ImportantCool is a worker-owned journalism collective which will radically change the way the news is gathered, presented, and consumed.
We will give readers, not editors, control over stories. Patrons will vote on which projects get funded and which get dropped. We are even giving readers the chance to vote on which stories and pictures are included in our dead tree digest, Paper Fetish, and it’s bi-annual photo-special insert, Radical Transparencies. At ImportantCool, you will control the news.
In line with our core philosophy of radical transparency, ImportantCool will feature the Artefacts Cave, containing transcripts of interviews, documents, audio recordings, and any additional original source material behind our journalism.
Finally, we do not believe that paywalls or other subscription-for-access news sites really do justice to the democratizing power of the internet. Because we believe in your right to know, at ImportantCool our articles, films, cartoons, podcasts, and photo-essays will always be free to access for everyone. Those who go the extra mile and support us will enjoy access and influence even beyond this unprecedented level.
At ImportantCool we believe in radical transparency: that we have to open up the news-production process to the end consumer, be they paying patrons or the casual reader. Our Artefacts Cave will provide all original source material to every story featured on the site.
The general public will be able to access, from any finished story or blog on the front page, the artefacts relevant to the work in question. For instance, for each quote in an article, contributors will include a link to the transcript and recording of the entire conversation so you can check and ensure that we are not taking them out of context or twisting their meaning.
Patrons of the site will have even greater access to our working materials than this, being able to search, tag, and download the artefacts as they are uploaded, including source materials being compiled for articles not yet published.
We will also be including “Writelines”: maps of the work a reporter does on each story, tracking their progress from the pitch through to the finished article; as well as any surrounding artefacts, blog posts, or editorial votes. That way you can see what research and evidence went into the story and decide yourself how seriously to take it.
We will not cloak ourselves in the same secrecy we seek to strip from governments and concentrations of private power. At ImportantCool, you will know the providence of everything we do.
The Funding of Stories
When you become a patron of ImportantCool, in addition to gaining unfettered access to our Artefacts Cave you’ll also be handed the key to our Engine Room, where you get to decide which story makes the cut and which one does not.

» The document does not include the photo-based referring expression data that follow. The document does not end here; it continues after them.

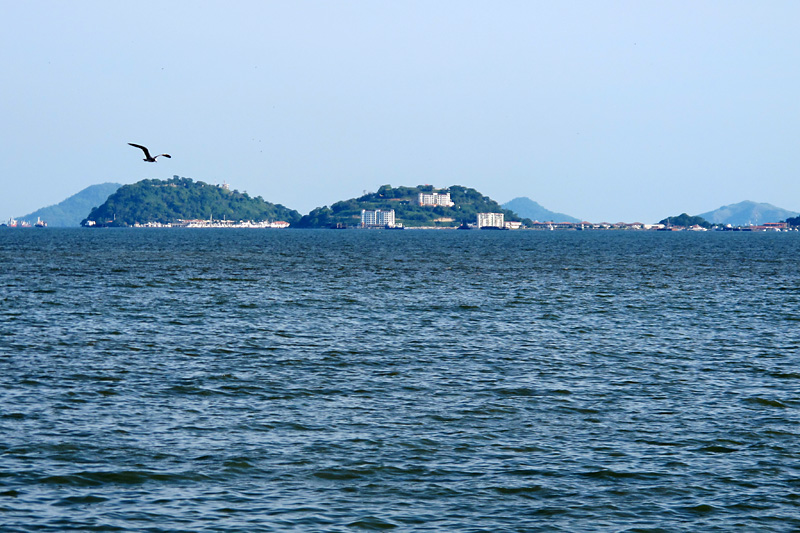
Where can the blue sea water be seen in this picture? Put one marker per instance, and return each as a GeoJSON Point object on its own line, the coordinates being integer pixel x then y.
{"type": "Point", "coordinates": [257, 380]}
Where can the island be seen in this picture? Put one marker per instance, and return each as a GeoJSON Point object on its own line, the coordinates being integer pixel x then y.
{"type": "Point", "coordinates": [183, 202]}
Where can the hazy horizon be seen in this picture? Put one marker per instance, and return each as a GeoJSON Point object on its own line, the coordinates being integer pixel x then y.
{"type": "Point", "coordinates": [615, 111]}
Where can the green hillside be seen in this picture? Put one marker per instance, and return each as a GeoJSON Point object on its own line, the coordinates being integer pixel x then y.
{"type": "Point", "coordinates": [71, 211]}
{"type": "Point", "coordinates": [169, 201]}
{"type": "Point", "coordinates": [404, 200]}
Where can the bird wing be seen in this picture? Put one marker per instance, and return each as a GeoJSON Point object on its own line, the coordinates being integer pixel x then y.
{"type": "Point", "coordinates": [146, 152]}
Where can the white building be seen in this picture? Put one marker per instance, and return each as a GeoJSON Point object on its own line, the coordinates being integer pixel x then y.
{"type": "Point", "coordinates": [494, 220]}
{"type": "Point", "coordinates": [377, 218]}
{"type": "Point", "coordinates": [435, 198]}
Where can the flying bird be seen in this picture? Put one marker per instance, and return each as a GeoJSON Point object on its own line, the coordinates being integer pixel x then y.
{"type": "Point", "coordinates": [147, 156]}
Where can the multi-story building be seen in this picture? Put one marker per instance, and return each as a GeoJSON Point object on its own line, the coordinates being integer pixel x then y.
{"type": "Point", "coordinates": [435, 198]}
{"type": "Point", "coordinates": [492, 220]}
{"type": "Point", "coordinates": [377, 219]}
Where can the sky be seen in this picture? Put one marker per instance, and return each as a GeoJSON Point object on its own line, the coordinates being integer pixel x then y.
{"type": "Point", "coordinates": [606, 111]}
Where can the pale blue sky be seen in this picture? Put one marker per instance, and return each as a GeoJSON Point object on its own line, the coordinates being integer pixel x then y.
{"type": "Point", "coordinates": [607, 111]}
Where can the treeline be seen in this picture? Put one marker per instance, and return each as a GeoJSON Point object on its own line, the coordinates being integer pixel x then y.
{"type": "Point", "coordinates": [687, 221]}
{"type": "Point", "coordinates": [405, 202]}
{"type": "Point", "coordinates": [180, 198]}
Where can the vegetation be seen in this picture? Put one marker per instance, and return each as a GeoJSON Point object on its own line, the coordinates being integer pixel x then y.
{"type": "Point", "coordinates": [686, 221]}
{"type": "Point", "coordinates": [70, 212]}
{"type": "Point", "coordinates": [179, 198]}
{"type": "Point", "coordinates": [404, 200]}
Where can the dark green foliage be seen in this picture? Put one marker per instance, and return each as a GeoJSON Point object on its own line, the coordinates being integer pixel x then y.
{"type": "Point", "coordinates": [70, 212]}
{"type": "Point", "coordinates": [183, 199]}
{"type": "Point", "coordinates": [404, 200]}
{"type": "Point", "coordinates": [686, 221]}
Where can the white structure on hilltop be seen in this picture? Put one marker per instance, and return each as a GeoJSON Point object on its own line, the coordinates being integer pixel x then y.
{"type": "Point", "coordinates": [435, 198]}
{"type": "Point", "coordinates": [377, 219]}
{"type": "Point", "coordinates": [491, 220]}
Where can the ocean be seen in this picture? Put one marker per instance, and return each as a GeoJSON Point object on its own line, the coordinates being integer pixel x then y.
{"type": "Point", "coordinates": [168, 380]}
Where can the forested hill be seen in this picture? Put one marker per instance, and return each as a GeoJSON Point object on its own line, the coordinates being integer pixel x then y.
{"type": "Point", "coordinates": [405, 202]}
{"type": "Point", "coordinates": [183, 199]}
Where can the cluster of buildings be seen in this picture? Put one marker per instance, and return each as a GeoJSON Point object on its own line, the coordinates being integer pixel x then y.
{"type": "Point", "coordinates": [215, 224]}
{"type": "Point", "coordinates": [14, 223]}
{"type": "Point", "coordinates": [435, 198]}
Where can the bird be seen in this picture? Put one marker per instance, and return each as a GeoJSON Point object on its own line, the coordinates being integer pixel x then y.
{"type": "Point", "coordinates": [147, 156]}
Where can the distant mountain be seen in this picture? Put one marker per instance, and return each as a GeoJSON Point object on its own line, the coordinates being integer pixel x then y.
{"type": "Point", "coordinates": [467, 203]}
{"type": "Point", "coordinates": [746, 213]}
{"type": "Point", "coordinates": [169, 201]}
{"type": "Point", "coordinates": [71, 211]}
{"type": "Point", "coordinates": [527, 208]}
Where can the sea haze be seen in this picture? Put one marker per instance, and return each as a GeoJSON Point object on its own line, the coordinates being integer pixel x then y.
{"type": "Point", "coordinates": [257, 380]}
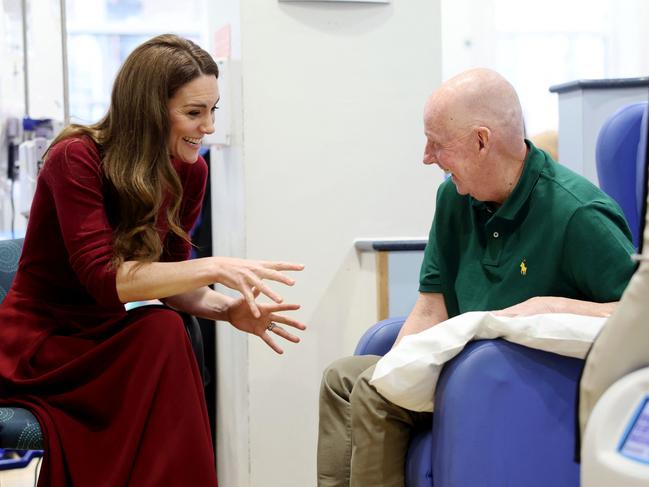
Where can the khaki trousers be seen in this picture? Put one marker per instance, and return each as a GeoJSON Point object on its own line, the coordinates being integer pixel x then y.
{"type": "Point", "coordinates": [363, 438]}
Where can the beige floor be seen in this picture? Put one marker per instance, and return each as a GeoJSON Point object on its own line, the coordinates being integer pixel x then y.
{"type": "Point", "coordinates": [21, 477]}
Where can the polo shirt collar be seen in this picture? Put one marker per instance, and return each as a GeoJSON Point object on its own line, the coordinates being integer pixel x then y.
{"type": "Point", "coordinates": [532, 167]}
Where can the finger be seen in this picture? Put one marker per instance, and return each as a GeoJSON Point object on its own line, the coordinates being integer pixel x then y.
{"type": "Point", "coordinates": [271, 343]}
{"type": "Point", "coordinates": [258, 284]}
{"type": "Point", "coordinates": [273, 275]}
{"type": "Point", "coordinates": [272, 307]}
{"type": "Point", "coordinates": [287, 321]}
{"type": "Point", "coordinates": [278, 330]}
{"type": "Point", "coordinates": [282, 266]}
{"type": "Point", "coordinates": [250, 299]}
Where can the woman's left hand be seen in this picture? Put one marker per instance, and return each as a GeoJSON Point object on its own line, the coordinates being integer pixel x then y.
{"type": "Point", "coordinates": [241, 317]}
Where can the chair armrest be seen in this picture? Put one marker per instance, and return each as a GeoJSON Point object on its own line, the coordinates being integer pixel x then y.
{"type": "Point", "coordinates": [380, 337]}
{"type": "Point", "coordinates": [508, 411]}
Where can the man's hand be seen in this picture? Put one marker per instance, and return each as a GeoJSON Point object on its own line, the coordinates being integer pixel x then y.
{"type": "Point", "coordinates": [428, 311]}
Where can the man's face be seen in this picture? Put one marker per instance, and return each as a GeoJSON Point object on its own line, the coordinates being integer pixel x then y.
{"type": "Point", "coordinates": [451, 151]}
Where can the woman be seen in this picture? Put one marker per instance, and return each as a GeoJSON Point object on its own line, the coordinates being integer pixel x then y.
{"type": "Point", "coordinates": [119, 395]}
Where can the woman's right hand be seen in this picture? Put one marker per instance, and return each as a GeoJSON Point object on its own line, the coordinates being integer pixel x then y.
{"type": "Point", "coordinates": [246, 276]}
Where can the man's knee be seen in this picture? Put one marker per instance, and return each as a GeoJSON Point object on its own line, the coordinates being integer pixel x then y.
{"type": "Point", "coordinates": [341, 375]}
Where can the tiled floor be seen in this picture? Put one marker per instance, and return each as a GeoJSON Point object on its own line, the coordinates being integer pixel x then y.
{"type": "Point", "coordinates": [21, 477]}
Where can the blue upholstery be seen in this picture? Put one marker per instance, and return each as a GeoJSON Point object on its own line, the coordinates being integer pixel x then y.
{"type": "Point", "coordinates": [618, 163]}
{"type": "Point", "coordinates": [505, 415]}
{"type": "Point", "coordinates": [641, 169]}
{"type": "Point", "coordinates": [380, 337]}
{"type": "Point", "coordinates": [19, 428]}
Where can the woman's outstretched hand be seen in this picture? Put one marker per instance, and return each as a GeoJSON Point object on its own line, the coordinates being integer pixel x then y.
{"type": "Point", "coordinates": [241, 316]}
{"type": "Point", "coordinates": [247, 275]}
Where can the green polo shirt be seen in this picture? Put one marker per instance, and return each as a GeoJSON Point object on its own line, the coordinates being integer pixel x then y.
{"type": "Point", "coordinates": [557, 234]}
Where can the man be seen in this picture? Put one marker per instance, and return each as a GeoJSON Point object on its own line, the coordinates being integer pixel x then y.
{"type": "Point", "coordinates": [513, 231]}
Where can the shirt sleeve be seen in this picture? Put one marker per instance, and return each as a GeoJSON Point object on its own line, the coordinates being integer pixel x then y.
{"type": "Point", "coordinates": [429, 276]}
{"type": "Point", "coordinates": [194, 184]}
{"type": "Point", "coordinates": [73, 174]}
{"type": "Point", "coordinates": [597, 252]}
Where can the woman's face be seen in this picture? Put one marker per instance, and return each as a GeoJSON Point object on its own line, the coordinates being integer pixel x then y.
{"type": "Point", "coordinates": [191, 116]}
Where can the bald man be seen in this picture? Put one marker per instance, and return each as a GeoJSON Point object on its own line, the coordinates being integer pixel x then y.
{"type": "Point", "coordinates": [513, 231]}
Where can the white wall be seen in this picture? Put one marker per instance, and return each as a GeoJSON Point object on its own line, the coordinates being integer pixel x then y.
{"type": "Point", "coordinates": [330, 150]}
{"type": "Point", "coordinates": [538, 44]}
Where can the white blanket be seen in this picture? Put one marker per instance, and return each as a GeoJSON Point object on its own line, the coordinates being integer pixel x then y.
{"type": "Point", "coordinates": [407, 374]}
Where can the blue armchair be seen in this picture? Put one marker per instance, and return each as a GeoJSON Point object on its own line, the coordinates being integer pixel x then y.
{"type": "Point", "coordinates": [620, 159]}
{"type": "Point", "coordinates": [505, 415]}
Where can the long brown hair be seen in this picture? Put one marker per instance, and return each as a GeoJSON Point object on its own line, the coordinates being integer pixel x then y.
{"type": "Point", "coordinates": [133, 140]}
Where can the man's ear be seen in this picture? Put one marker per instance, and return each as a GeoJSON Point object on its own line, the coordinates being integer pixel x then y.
{"type": "Point", "coordinates": [484, 138]}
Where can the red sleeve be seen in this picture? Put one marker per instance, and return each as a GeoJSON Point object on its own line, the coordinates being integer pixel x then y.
{"type": "Point", "coordinates": [194, 180]}
{"type": "Point", "coordinates": [73, 174]}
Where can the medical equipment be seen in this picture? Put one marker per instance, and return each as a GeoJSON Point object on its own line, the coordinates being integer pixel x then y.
{"type": "Point", "coordinates": [616, 442]}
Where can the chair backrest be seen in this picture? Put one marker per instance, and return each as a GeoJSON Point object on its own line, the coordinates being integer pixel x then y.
{"type": "Point", "coordinates": [9, 256]}
{"type": "Point", "coordinates": [617, 161]}
{"type": "Point", "coordinates": [641, 173]}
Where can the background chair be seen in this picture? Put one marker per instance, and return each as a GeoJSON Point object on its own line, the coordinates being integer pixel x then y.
{"type": "Point", "coordinates": [620, 163]}
{"type": "Point", "coordinates": [505, 415]}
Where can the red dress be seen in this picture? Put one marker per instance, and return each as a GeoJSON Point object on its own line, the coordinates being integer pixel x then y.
{"type": "Point", "coordinates": [118, 395]}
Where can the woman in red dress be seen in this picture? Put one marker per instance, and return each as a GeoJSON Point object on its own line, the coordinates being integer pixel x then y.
{"type": "Point", "coordinates": [118, 394]}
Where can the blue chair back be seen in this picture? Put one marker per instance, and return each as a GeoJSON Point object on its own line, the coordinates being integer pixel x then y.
{"type": "Point", "coordinates": [618, 162]}
{"type": "Point", "coordinates": [9, 256]}
{"type": "Point", "coordinates": [641, 173]}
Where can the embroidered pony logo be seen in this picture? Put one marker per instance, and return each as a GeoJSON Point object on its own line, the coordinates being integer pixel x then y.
{"type": "Point", "coordinates": [523, 267]}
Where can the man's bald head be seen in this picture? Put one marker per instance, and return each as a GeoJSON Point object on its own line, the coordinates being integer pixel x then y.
{"type": "Point", "coordinates": [478, 97]}
{"type": "Point", "coordinates": [474, 131]}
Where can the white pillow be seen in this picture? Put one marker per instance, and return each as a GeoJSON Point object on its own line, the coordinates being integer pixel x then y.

We figured that since our journalism is for you – and not for the men in suits of the mainstream media – we are going to have our journalists pitch directly to our patrons. They then get to decide which story is produced by voting and/or allocating funding to individual pitches.
The final products – including video pieces, stories, podcasts, etc. – will always be free for anyone to access. We believe putting concise, informative, and professionally finished content behind a paywall, thereby destroying its shareability, lessens its value to the conscientious news junkie. Media giants believe the news business is only viable by using paywalls and creating a false scarcity effect.
The Role of the Editor
In ancient Rome, the “editor” was the person, often the emperor or another senior general or dignitary, whose thumbs up or down would decide the life or death of a defeated gladiator in the Coliseum. Like today’s newspaper moguls, the editors of Rome wielded immense power. Unlike the hacks in charge today (but like ImportantCool), Rome’s editors also took their lead from the people, roaring in the stands.
At ImportantCool we believe editors play a vital role in the smooth flow of stories and in ensuring all reporting is fair, accurate, and properly sourced. But, for us, they have no place in deciding which stories our journalists get funded to cover (at ImportantCool, that’s your job).
Apart from these commissioned articles, our journalists will also produce commentary and blogs (the kind of things you’d have to pay us not to write), more or less at will. These pieces, written without the prior endorsement of the patrons, will be compensated differently, on the basis of the traffic they drive.
For both spontaneous blog posts and serious commissioned articles, our editors will play a vital role in checking facts, grammar, and legal issues, but they won’t have the power to overrule what people want to read or watch, or what our journalists want to say.
Journalists and editors will seek to find consensus when there is a disagreement about what the final products should look like, and if that is impossible the discussion will be extended to the broader IC community, including our patrons.
Taking up the challenge of what WikiLeaks founder Julian Assange terms “scientific journalism” and in line with our core philosophy of media transparency, ImportantCool will feature an online database of interview transcripts, documents, audio recordings and other original source material that gets used in making the news.
We keep source materials created by our journalists for all our stories in the Artefacts Cave, allowing you see the first-hand evidence that goes on to make the news, free from spin or agenda. We also capture the web content that we link to in full and store it in our archive, knowing that links can be fragile and subject to censorship.
All documents and files featuring in our Artefacts Cave will be open source; you will be able to download and share, visualise or do what you will with the evidence provided. The news cycle has never been clearer.
For those who love the feel of pressed pulp, our dead tree digest will feature all of ImportantCool’s most engaging stories, stunning photo collections, original drawings and design work, supplementary material, selected from the website by our patrons. Printed in limited runs on recycled paper with non toxic inks, your edition of Paper Fetish will be an object of envy and desire.